After a strong 2025, technology stocks have witnessed a jittery start to 2026. The key factor driving tech stocks lower is a fear of artificial intelligence (AI) related disruption. For example, IBM (IBM) stock had its worst single-day fall in 25 years as Anthropic launched an AI tool to modernize COBOL code. 

The company in this discussion, however, is another tech giant: Microsoft (MSFT). Year-to-date (YTD), MSFT stock has declined by 17%. This correction seems like a good opportunity to accumulate. After all, Microsoft director Stanton John certainly finds value at current levels, as he recently purchased 5,000 shares at an average price of $397.35 per share. 

 

Considering Microsoft’s fundamental strength, growth from Azure Cloud, and sustained growth in Microsoft Copilot users, MSFT stock is worth considering here. Let's take a closer look. 

About Microsoft Stock

Headquartered in Redmond, Washington, Microsoft is a tech giant that commands a market valuation of $2.88 trillion. As a provider of software, services, devices, and solutions, Microsoft operates through three segments: Productivity and Business Processes, Intelligent Cloud, and Personal Computing. 

Microsoft holds a 27% stake in Open AI through an October 2025 deal. As a part of the deal, OpenAI will share about 20% of its revenue with Microsoft until 2032. 

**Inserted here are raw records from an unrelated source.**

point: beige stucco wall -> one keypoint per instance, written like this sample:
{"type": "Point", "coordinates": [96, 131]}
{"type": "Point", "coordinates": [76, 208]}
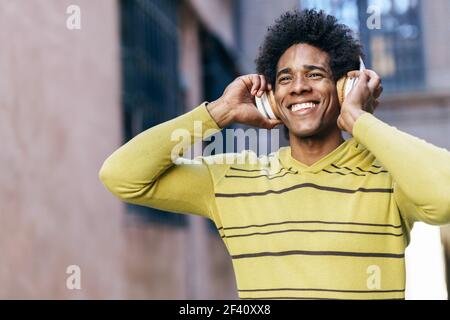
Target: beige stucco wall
{"type": "Point", "coordinates": [59, 118]}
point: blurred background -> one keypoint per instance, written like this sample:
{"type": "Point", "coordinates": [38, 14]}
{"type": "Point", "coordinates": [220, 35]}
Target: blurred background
{"type": "Point", "coordinates": [70, 97]}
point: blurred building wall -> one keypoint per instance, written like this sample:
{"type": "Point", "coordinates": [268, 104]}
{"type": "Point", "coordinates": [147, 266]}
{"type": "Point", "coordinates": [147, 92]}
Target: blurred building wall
{"type": "Point", "coordinates": [61, 116]}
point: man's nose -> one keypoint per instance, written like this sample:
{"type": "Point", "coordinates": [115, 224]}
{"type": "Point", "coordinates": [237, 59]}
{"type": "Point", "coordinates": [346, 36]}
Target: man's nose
{"type": "Point", "coordinates": [300, 86]}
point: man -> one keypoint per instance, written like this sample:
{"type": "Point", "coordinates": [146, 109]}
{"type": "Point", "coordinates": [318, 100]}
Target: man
{"type": "Point", "coordinates": [322, 219]}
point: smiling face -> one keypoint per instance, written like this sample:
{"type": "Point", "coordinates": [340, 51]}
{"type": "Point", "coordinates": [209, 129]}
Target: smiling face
{"type": "Point", "coordinates": [306, 92]}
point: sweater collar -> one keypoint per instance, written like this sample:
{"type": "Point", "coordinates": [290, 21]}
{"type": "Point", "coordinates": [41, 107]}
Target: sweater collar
{"type": "Point", "coordinates": [341, 153]}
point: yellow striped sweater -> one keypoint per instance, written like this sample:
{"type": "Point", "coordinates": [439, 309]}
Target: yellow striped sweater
{"type": "Point", "coordinates": [337, 229]}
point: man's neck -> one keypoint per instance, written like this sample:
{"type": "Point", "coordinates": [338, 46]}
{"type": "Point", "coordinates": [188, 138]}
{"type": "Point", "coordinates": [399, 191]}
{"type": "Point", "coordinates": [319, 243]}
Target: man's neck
{"type": "Point", "coordinates": [311, 149]}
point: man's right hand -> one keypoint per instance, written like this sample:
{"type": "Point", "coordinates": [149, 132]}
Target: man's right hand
{"type": "Point", "coordinates": [237, 103]}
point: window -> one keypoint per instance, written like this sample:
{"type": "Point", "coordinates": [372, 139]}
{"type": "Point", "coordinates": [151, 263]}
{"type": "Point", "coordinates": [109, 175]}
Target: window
{"type": "Point", "coordinates": [151, 92]}
{"type": "Point", "coordinates": [395, 50]}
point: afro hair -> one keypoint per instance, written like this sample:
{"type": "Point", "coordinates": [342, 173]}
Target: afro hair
{"type": "Point", "coordinates": [314, 28]}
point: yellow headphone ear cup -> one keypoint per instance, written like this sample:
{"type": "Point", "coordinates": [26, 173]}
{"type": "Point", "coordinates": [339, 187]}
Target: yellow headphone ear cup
{"type": "Point", "coordinates": [340, 86]}
{"type": "Point", "coordinates": [273, 104]}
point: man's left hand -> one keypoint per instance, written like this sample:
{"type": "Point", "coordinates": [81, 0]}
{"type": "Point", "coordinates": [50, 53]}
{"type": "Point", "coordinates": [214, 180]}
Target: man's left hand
{"type": "Point", "coordinates": [361, 99]}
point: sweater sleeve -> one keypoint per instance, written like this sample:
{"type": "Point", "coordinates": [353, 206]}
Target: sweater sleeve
{"type": "Point", "coordinates": [420, 170]}
{"type": "Point", "coordinates": [148, 170]}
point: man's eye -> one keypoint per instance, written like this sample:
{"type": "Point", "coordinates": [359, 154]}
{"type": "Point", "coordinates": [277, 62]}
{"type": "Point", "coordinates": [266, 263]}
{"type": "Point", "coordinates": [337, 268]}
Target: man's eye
{"type": "Point", "coordinates": [314, 75]}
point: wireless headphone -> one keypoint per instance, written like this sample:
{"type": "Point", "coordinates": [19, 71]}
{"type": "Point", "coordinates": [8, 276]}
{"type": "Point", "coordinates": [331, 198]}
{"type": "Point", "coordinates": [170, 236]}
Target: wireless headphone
{"type": "Point", "coordinates": [267, 106]}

For the second quarter of fiscal 2026, Microsoft reported a healthy 17% year-over-year (YOY) growth in revenue to $81.3 billion. The highlight of the quarter was a 39% growth in Azure and other cloud services. 

While growth has been healthy coupled with robust cash flows, MSFT stock has corrected by almost 21% in the last six months. A major part of the correction has come in the last few weeks, with the markets unnerved by the pace of developments in the AI world and its impact on traditional tech giants.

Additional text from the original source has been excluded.